Well, this one sucks—not the show, of course, but the news that just came out that Natasha Rothwell’s How to Die Alone has been canceled after only one season at Hulu. The comedy series followed creator and star Rothwell as a dysfunctional airport worker who has a near-death experience while abandoned and alone on her birthday and decides to totally change her life—for better and for worse. In the 30-minute sitcom, Rothwell tackled issues of Black women’s loneliness, navigating the world in a fat body and finding purpose and self-love after 40. The only other show like this might be Survival of the Thickest, whose season 2 premieres on Netflix soon. But Rothwell’s witty, funny, heartbreaking show deserved more seasons to find its footing.

Watch How to Die Alone on Hulu before they take it off the platform!

Industry

If you miss Succession like I miss Succession (I’ve now mentioned Succession like 3 times in this one newsletter—I miss Succession!!!) then you’ll love its Gen Z fail-daughter, Industry. Another Sunday night HBO show that’s finally getting its due in its third season, Industry follows Harper Stern (a deliciously villainous Myhal’a) an investment banking prodigy (read: sociopath) and her entanglements with an industry that punishes weakness and rewards ruthlessness. “You’re not a killer,” Succession’s Logan Roy tells his son Kendall as to why he’ll never lead the family business, and let me tell you: Harper Stern has no such problems. What’s hilarious is that Succession actually explained hostile takeovers so well over the show’s four seasons that I understood exactly what was going on when Elon was forced into upholding his pledge to buy Twitter. But after three seasons of Industry, I have zero clue about investment banking and what it entails other than it’s absolutely evil, soul-rotting work—and that’s all I need to know. They say so much financial jargon and I don’t understand a word—sorry to that industry! But the audience doesn’t need to understand investment banking to enjoy the series because the actors’ faces tell us everything we need to know to either be in rapture or total suspense as the numbers on the stock market ticker tape go up and down. Season three focused less on Harper in the beginning to its detriment—we need our Harpsichord front and center!!—but it’s still a thrilling ride. She is the moment. Harper’s absolutely unhinged behavior makes this show a rollercoaster that will have you screaming at the TV and biting your nails for the next episode.
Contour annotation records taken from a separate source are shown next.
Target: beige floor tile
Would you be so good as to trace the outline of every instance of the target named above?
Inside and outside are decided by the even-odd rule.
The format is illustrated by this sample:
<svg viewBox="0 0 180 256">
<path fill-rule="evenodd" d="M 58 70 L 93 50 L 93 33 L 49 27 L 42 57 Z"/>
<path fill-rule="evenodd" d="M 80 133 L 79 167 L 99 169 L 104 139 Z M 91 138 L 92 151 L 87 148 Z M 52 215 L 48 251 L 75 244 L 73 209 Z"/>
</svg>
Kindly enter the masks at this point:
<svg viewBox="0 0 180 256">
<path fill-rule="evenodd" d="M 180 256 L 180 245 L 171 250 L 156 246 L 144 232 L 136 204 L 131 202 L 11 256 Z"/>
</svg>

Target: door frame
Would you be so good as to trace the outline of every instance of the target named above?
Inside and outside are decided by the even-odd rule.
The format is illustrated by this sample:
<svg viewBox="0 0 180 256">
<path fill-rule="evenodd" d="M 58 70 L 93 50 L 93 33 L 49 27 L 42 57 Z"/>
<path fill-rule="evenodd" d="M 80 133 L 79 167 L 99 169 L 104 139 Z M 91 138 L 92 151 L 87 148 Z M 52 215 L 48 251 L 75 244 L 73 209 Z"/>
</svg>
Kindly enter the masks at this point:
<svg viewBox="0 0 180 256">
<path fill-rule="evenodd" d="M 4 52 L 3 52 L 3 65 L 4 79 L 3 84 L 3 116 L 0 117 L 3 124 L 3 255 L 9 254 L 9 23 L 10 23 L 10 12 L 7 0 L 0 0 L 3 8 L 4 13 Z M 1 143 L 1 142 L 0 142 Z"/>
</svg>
Watch Industry streaming on Max.

Interview with the Vampire

If I could describe my favorite vampire adaptation in one word it would be: genius. Though as a child, I loved the campy, homoerotic ‘90s film with Brad Pitt, Tom Cruise and a (way too young!) Kirsten Dunst, that movie was more than a little bit racist. Brad’s Louis was an offensively “good” enslaver of Thandi Newton (et. al) on a Louisiana plantation in the 1700s. And the film actually toned down Louis’s racism—it’s nothing compared to how blatantly racist he is in the Anne Rice’s novel of the same name. So when the showrunner Rolin Jones was adapting Rice’s Vampire Chronicles series, he or someone on his team, had the, once again, genius, idea to make Louis Black, change the time period to the early 1900s, age up Claudia from 5 to a teenager so she could be played by an adult (who is also Black!!!!). Lestat, the infamous vampire devil, is still a centuries-old Frenchman, but instead of the blatantly homoerotic subtext of both the novel and the movie, the series is blatantly homoerotic text: an all-out interracial, interspecies (for an episode) “romance” —which I use loosely because trigger warning: domestic violence!

Instead of an enslaver, 19th century Black creole Louis de Pointe du Lac (played with such depth and longing by Jacob Anderson) is a pimp in New Orleans’ red light district. (Again, genius!) The grandson of an enslaved creole son of an enslaver, Louis comes from a Black family that inherited money and land. Unable to find “respectable” work for a negro in the quarter, he turns to the city’s underbelly and sets himself up as a capitalist on the rise. Rejected from society by race and from his deeply religious family because of his suppressed sexuality, Louis is an easy target for the charismatic Lestat’s promise of ultimate power, self-acceptance, eternal life and eternal love through vampirism.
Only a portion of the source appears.